President Obama's proposed 2013 budget is asking a lot of the rich -- specifically, $1.4 trillion in new tax burdens.
The $3.8 trillion budget proposal includes higher tax rates for couples making at least $250,000 and individuals earning at least $200,000. Dividends for these Americans would be taxed as ordinary income -- a whopping increase from the current 15 percent to 39.6 percent for those in the top income tax bracket. Prior to 2003, dividends were taxed as ordinary income.
The current top income tax bracket is 35 percent but would revert to 39.6 percent under the proposal, which would end the Bush-era tax cuts. Capital gains tax would increase from 15 percent to 20 percent.
The administration claims the increased dividend tax would raise $206.4 billion over the next decade. Supporters maintain that the increased taxes on the wealthy will help spur the economy and control the deficit. Republicans are opposed, saying senior citizens will be hurt in retirement, and the plan will not improve the economy.

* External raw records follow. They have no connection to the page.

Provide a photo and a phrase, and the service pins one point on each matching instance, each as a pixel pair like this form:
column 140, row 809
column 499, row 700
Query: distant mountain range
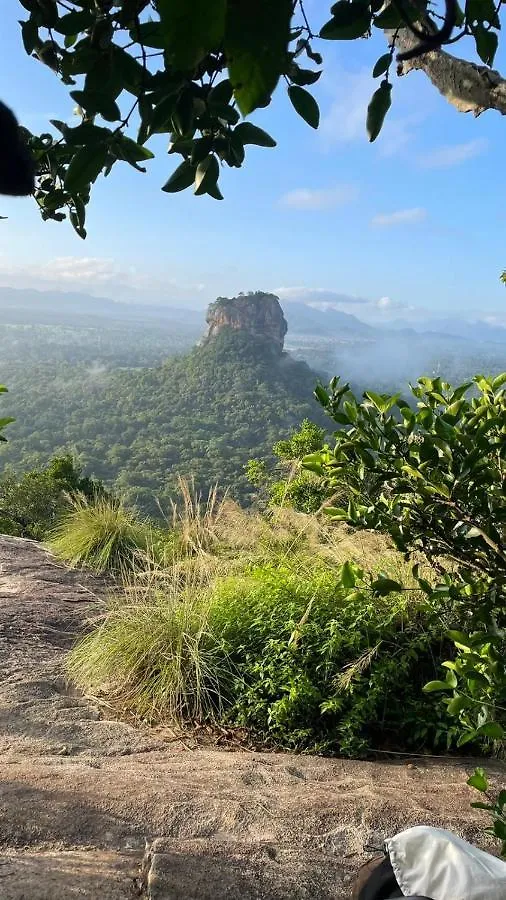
column 28, row 305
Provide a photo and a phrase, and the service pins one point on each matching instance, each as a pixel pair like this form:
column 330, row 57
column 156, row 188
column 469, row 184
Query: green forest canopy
column 202, row 415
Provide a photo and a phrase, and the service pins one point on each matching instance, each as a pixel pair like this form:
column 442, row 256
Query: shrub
column 323, row 668
column 431, row 475
column 32, row 503
column 102, row 535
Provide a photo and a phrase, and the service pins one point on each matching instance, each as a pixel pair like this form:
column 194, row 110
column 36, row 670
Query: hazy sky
column 414, row 222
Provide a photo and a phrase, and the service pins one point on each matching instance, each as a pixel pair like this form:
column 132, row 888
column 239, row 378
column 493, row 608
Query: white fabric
column 438, row 864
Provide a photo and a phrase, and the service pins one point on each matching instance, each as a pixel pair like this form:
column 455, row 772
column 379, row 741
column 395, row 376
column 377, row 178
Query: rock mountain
column 257, row 314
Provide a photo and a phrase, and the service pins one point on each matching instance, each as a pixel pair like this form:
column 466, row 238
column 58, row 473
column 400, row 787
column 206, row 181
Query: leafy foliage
column 324, row 667
column 433, row 478
column 300, row 652
column 6, row 420
column 496, row 807
column 287, row 484
column 31, row 504
column 200, row 415
column 188, row 69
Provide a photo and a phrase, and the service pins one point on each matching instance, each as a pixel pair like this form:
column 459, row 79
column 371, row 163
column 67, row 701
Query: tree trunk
column 467, row 86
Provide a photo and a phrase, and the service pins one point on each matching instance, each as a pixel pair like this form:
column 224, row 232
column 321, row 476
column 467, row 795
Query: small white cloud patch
column 400, row 217
column 319, row 199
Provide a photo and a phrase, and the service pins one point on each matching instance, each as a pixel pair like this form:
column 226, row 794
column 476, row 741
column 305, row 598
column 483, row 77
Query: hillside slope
column 164, row 818
column 201, row 415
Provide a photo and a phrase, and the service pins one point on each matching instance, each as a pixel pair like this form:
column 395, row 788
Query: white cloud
column 99, row 276
column 400, row 217
column 319, row 199
column 386, row 304
column 318, row 297
column 453, row 154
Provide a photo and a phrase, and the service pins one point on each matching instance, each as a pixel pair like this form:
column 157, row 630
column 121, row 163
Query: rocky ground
column 92, row 807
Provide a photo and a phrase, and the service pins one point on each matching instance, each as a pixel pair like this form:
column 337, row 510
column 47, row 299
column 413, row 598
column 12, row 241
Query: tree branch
column 467, row 86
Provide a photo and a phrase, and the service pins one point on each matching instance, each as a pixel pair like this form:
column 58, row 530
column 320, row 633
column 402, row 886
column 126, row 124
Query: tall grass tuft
column 156, row 658
column 102, row 535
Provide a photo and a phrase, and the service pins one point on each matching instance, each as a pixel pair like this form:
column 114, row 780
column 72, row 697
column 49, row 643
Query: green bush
column 432, row 476
column 102, row 535
column 285, row 650
column 319, row 668
column 31, row 504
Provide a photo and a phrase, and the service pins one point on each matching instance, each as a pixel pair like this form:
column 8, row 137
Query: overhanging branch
column 468, row 87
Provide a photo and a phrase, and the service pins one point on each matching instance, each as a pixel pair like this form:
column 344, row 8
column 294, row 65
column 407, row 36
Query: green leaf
column 388, row 18
column 131, row 70
column 257, row 36
column 435, row 686
column 498, row 381
column 251, row 134
column 150, row 34
column 127, row 149
column 482, row 11
column 302, row 76
column 451, row 679
column 191, row 29
column 347, row 575
column 381, row 102
column 207, row 175
column 478, row 780
column 349, row 21
column 220, row 93
column 457, row 704
column 335, row 512
column 486, row 44
column 96, row 102
column 85, row 168
column 74, row 22
column 305, row 104
column 384, row 586
column 30, row 36
column 180, row 179
column 322, row 395
column 161, row 117
column 491, row 730
column 382, row 65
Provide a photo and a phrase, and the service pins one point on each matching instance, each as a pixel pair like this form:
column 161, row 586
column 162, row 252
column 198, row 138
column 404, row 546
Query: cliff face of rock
column 258, row 314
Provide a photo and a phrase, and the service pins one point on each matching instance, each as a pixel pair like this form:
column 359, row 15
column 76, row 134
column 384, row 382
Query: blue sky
column 413, row 224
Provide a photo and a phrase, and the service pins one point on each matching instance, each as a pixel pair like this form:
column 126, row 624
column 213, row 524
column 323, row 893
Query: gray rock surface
column 258, row 314
column 92, row 807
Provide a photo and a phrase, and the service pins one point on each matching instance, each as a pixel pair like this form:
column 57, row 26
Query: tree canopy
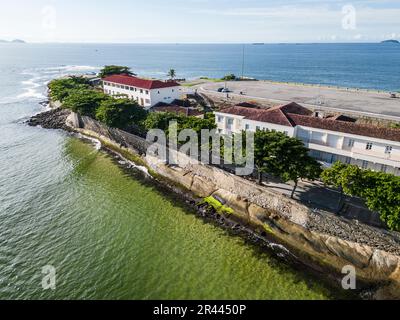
column 381, row 191
column 120, row 113
column 111, row 70
column 161, row 120
column 284, row 157
column 85, row 101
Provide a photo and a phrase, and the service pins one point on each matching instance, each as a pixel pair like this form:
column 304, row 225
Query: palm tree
column 172, row 74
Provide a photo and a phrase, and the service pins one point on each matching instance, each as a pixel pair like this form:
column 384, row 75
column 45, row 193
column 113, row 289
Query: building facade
column 329, row 139
column 147, row 93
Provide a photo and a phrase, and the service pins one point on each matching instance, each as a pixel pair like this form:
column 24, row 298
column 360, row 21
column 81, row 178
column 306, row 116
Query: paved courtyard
column 368, row 102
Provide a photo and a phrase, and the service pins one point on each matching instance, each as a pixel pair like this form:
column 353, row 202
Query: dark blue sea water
column 370, row 66
column 66, row 204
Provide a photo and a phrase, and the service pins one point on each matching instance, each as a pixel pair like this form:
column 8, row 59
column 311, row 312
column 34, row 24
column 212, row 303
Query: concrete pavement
column 364, row 102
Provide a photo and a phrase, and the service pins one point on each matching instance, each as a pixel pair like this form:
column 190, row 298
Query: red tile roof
column 189, row 112
column 347, row 127
column 294, row 115
column 140, row 83
column 276, row 115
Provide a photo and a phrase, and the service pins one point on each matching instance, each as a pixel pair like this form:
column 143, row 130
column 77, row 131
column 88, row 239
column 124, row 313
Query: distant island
column 390, row 41
column 12, row 41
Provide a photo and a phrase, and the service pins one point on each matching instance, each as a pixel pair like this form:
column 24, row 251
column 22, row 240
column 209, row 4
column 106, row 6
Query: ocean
column 111, row 234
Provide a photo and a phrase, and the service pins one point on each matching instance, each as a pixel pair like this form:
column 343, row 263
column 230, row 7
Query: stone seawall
column 326, row 240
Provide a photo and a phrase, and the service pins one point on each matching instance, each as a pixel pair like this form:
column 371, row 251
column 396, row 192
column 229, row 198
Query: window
column 388, row 149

Obama is leveraging one of the best-known billionaire names in his proposal, Warren Buffett. In what's being called the "Buffett rule," he's replacing the alternative minimum tax with a 30-percent minimum tax on those earning $1 million or more. Last year, Buffett wrote an op-ed article in the New York Times in which he maintained that the rich aren't paying enough taxes.
Do you think Obama's proposal imposes a too-heavy tax burden on the rich?